Friday, September 24, 2010


In honor of Banned Books Week, which takes place September 25-October 2, I will be offering a series of postings on the astonishing variety of books that have been banned for various reasons over the centuries. And I do mean "centuries."

John Wycliff's English translation of the bible was banned in 1408. William Tyndale's translations of the Bible, which was thought to include views heretical to both the Roman Catholic Church and, later, to the Church of England as established by Henry VIII, was banned, and so was he—in a very final sort of way.
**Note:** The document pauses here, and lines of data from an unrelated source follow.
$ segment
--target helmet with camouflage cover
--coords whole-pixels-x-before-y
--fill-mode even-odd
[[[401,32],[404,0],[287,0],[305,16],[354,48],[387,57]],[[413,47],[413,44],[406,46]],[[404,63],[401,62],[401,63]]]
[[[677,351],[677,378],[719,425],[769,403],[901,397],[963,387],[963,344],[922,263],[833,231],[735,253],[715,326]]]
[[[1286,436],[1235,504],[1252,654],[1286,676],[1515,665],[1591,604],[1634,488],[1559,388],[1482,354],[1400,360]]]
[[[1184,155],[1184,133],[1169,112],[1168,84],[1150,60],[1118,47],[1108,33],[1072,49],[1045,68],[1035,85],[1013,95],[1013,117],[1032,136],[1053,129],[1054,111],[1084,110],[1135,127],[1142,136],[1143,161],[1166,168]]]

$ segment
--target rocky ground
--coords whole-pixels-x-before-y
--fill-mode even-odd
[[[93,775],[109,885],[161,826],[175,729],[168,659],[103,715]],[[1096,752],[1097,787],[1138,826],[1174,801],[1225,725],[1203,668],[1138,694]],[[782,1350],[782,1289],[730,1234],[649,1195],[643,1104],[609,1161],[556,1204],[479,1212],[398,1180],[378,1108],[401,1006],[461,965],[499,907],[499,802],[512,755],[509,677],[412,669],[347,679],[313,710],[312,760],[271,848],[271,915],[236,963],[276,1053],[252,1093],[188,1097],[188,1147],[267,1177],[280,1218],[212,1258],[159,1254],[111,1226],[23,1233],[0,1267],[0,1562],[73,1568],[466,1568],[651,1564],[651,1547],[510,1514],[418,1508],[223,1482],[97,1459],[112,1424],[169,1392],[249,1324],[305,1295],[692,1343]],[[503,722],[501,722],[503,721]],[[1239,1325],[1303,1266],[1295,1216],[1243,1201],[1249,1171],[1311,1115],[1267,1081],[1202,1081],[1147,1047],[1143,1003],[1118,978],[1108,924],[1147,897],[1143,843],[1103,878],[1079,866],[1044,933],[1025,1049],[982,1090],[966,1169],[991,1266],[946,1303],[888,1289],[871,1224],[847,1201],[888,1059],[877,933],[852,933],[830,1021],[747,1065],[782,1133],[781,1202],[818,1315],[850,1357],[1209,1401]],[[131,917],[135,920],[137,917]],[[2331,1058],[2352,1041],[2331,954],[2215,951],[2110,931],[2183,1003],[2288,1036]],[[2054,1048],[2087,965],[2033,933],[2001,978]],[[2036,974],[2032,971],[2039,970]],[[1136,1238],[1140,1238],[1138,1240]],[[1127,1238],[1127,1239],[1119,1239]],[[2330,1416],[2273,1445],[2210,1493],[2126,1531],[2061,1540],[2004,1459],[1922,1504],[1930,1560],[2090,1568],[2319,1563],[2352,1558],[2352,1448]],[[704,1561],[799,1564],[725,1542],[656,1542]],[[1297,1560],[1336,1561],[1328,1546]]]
He was burned at the stake in 1536, at the instigation of agents of Henry VIII and the newly-formed English Church.

A wonderfully fascinating online exhibit from Southern Methodist University's Perkins School of Theology is titled Heresy and Error: The Ecclesiastical Censorship of Books, 1400–1800." It focuses on books that the Christian Church sought to suppress from the very beginnings of church history—books and other writings that were thought to contain "heretical" or erroneous teachings.

The most fascinating elements of this online exhibit are the many primary source facsimiles available for viewing. Here, for example, is a facsimile of one page from Wycliffe's Bible. Clicking on the large thumbnail image at the left will enlarge it for you. The exhibit includes an entire section on censorship in England

The writings of one 16th-century bishop residing in the Netherlands comments that "...the invention of printing by Johannes Gutenberg had resulted in a world infected by “pernicious lies.” The bishop singles out the writings of Martin Luther and Jean Calvin, the Talmud, and the Qu’ran, but expresses particular disdain for Erasmus, "...whose writings...had corrupted the Christian religion from within by subtle trickery."

Also included are materials related to censorship at the University of Paris, and, of course efforts to expunge the writings of the Dominican preacher Girolamo Savonarola (1452–1498), who wrote "numerous works calling for ecclesiastical reform and spiritual renewal," and who was himself expunged through torture and eventual execution by burning at the stake in Florence's Piazza della Signoria. Holding and expressing wrong ideas was dangerous business.

This online exhibit is a digitized version of the physical exhibit on display at SMU's Bridwell Library, September 20–December 17, 2010.

When you hear the term “banned books,” you probably think of contemporary books containing inappropriate content. But books have been banned in societies all over the world for many centuries and for many reasons. Books that have been banned include English translations of the Bible, The Diary of Anne Frank, Huckleberry Finn, and To Kill a Mockingbird. The banning of books is a complex political, religious and moral issue. This week, I will be posting materials about the enormous variety of books that have been banned over the centuries, and that are still targets of censorship.